Bars are logarithmic in size and show the estimated number of eggs in the sequenced sample and the number of DNA reads uniquely assigned to species and/or genus level. Helminths and vertebrates were identified based on sequence similarity to mitochondrial references, while plants were identified based on sequence similarity to plastid references. The typical hosts for the identified helminths are shown as the definitive host (i.e. the host where the parasite reproduces sexually and from which eggs are excreted) and intermediate hosts (i.e. host required for completion of the parasite life cycle). DNA damage is illustrated as the average frequency of C to T transition on the first 5’ position and the G to A transition on the first 3’ position of reads uniquely assigned to the helminth taxa presented here or the edible plant taxa presented in Fig 3.

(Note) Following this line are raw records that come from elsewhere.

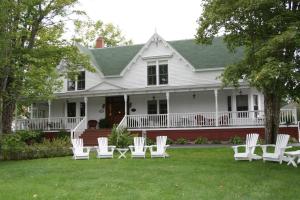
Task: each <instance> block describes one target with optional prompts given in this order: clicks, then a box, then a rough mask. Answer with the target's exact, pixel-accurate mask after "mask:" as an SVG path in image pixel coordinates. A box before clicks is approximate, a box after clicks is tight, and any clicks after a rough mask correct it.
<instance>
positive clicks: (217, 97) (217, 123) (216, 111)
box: [214, 89, 219, 126]
mask: <svg viewBox="0 0 300 200" xmlns="http://www.w3.org/2000/svg"><path fill="white" fill-rule="evenodd" d="M214 92H215V107H216V113H215V114H216V116H215V118H216V119H215V120H216V126H219V120H218V115H219V114H218V112H219V105H218V89H215V90H214Z"/></svg>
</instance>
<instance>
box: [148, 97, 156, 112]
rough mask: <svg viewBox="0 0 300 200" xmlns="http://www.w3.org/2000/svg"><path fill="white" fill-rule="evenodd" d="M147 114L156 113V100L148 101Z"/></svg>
mask: <svg viewBox="0 0 300 200" xmlns="http://www.w3.org/2000/svg"><path fill="white" fill-rule="evenodd" d="M148 114H157V101H156V100H150V101H148Z"/></svg>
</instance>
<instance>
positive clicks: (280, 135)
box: [274, 134, 290, 154]
mask: <svg viewBox="0 0 300 200" xmlns="http://www.w3.org/2000/svg"><path fill="white" fill-rule="evenodd" d="M289 139H290V135H287V134H278V135H277V139H276V145H275V151H274V153H275V154H280V149H281V148H282V147H286V146H287V144H288V142H289Z"/></svg>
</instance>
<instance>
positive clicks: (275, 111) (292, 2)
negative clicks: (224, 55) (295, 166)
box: [196, 0, 300, 142]
mask: <svg viewBox="0 0 300 200" xmlns="http://www.w3.org/2000/svg"><path fill="white" fill-rule="evenodd" d="M203 8H204V11H203V13H202V15H201V17H200V18H199V21H198V23H199V27H198V30H197V35H196V40H197V41H198V42H199V43H204V44H210V43H211V41H212V39H213V37H214V36H216V35H219V34H220V33H221V32H222V33H223V34H224V41H225V42H226V43H227V46H228V48H229V49H230V50H231V51H234V50H236V49H237V48H243V49H244V57H243V58H242V59H241V60H240V61H238V62H236V63H233V64H231V65H229V66H227V67H226V68H225V71H224V72H223V74H222V76H221V79H222V81H223V83H224V85H233V86H236V87H238V86H239V83H240V81H241V80H243V81H245V82H247V83H249V84H250V86H252V87H255V88H257V89H258V90H259V91H261V92H262V93H263V94H264V97H265V102H266V104H265V108H266V109H267V110H268V112H266V113H265V116H266V129H265V130H266V140H267V142H273V141H274V140H275V135H276V133H278V126H279V114H280V102H282V100H283V99H285V98H287V97H290V98H292V99H294V100H297V99H299V95H300V73H299V72H300V54H299V47H300V29H299V27H300V14H299V2H298V1H287V0H276V1H274V0H261V1H245V0H228V1H223V0H205V1H204V3H203ZM270 11H272V12H270ZM270 140H272V141H270Z"/></svg>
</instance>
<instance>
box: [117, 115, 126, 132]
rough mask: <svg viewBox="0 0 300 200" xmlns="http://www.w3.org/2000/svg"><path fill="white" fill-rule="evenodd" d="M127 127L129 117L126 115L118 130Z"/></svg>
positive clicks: (124, 117) (123, 119)
mask: <svg viewBox="0 0 300 200" xmlns="http://www.w3.org/2000/svg"><path fill="white" fill-rule="evenodd" d="M126 127H127V115H124V117H123V119H122V120H121V122H120V123H119V125H118V126H117V129H120V128H126Z"/></svg>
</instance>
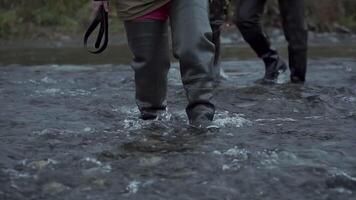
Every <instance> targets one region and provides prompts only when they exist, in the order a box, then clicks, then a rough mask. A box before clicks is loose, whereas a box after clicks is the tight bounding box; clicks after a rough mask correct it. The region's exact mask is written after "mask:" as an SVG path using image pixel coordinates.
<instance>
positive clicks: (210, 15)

Fig 3Edible plant identifications.
The 15 most abundant plants, which are consumed by humans and identified in the samples are shown. Bars represent the number of uniquely assigned DNA reads, i.e assigned to species and/or genus level, then collapsed to genus level. Only assignments with more than 10 reads and only samples for which the combined reads exhibit ancient DNA damage profiles are shown.
Fig 4Sequence depth, genetic variation and phylogeny of Ascaris lumbricoides and Trichuris trichiura mitochondrial genomes.
Top left: Depth of coverage and number of potential SNPs when mapping unique hits (Fig 2) to the closest related mitochondrial genomes of Ascaris lumbricoides (KY045805) and Trichuris trichiura (KT449826). Top right: Frequency of identified haplotypes. Average depth coverage of minimally 5–10x was required to estimate the number of potential SNPs and the frequency of haplotypes. Bottom: Phylogenies of consensus mitochondrial genomes and all published mitochondrial genomes. The T. muris consensus sequence was generated by remapping unique hits to NC_028621. The scale bar indicates number of base substitutions per site.